Conferences and workshops
On May 22, Dmitrii Zhikharevich presented a paper in progress, “Patricians and Careerists: A Prosopography of Early U.S. Venture Capitalists,1945-1970,” stemming from his Ph.D. thesis, at the History and Theory of Capitalism Workshop, University of Chicago. Based on a collection of oral history and archival sources, this paper reconstructs the “collective biography” of the first generation of post-war venture capitalists in the U.S., highlighting their middle-class social origins and hierarchical career mobility. The paper shows how their employment in formal financial institutions and participation in the intra-organizational divisions of labor and knowledge influenced their entry to the emergent VC industry.
On 2 June, Dmitrii attended the 7th Interdisciplinary Market Studies Workshop and presented a paper “How to make sense of algorithms when they make no sense: the role of interpretative labor,” co-authored with Vassily Pigounides (CNAM). Based on ethnographic fieldwork and multiple correspondence analysis, this paper analyzes the division of labor in an AI startup using David Graeber’s notion of interpretative labor.

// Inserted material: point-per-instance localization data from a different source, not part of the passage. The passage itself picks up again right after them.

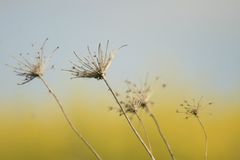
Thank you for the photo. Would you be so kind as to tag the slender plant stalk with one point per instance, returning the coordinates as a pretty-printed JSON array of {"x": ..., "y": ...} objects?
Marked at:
[
  {"x": 206, "y": 138},
  {"x": 145, "y": 132},
  {"x": 75, "y": 130},
  {"x": 128, "y": 120},
  {"x": 162, "y": 135}
]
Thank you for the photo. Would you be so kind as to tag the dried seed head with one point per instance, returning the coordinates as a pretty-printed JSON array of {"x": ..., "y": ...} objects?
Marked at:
[
  {"x": 136, "y": 98},
  {"x": 191, "y": 108},
  {"x": 30, "y": 69},
  {"x": 95, "y": 65}
]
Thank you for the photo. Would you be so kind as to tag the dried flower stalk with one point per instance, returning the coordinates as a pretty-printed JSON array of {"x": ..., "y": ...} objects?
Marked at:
[
  {"x": 95, "y": 65},
  {"x": 142, "y": 95},
  {"x": 192, "y": 109},
  {"x": 31, "y": 70}
]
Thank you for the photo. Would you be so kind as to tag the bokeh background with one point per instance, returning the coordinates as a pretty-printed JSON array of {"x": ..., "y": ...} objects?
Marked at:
[{"x": 193, "y": 46}]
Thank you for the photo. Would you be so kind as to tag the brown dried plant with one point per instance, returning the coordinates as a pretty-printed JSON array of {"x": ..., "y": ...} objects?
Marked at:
[
  {"x": 95, "y": 66},
  {"x": 141, "y": 98},
  {"x": 192, "y": 109},
  {"x": 35, "y": 68}
]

On June 13, Dmitrii participated in the symposium “Technology and Democracy” at the Centre for the Study of the United States, Tel Aviv University, and presented another paper stemming from his Ph.D. thesis, “Towards a Genealogy of Technical Entrepreneurship, 1958-1970.” Drawing on Ian Hacking’s concept of “human kinds,” it shows how the category of “technical” or “technological” entrepreneur, understood as a specific kind of person, emerged in the postwar debates on how to best manage scientists and engineers working in industrial research labs.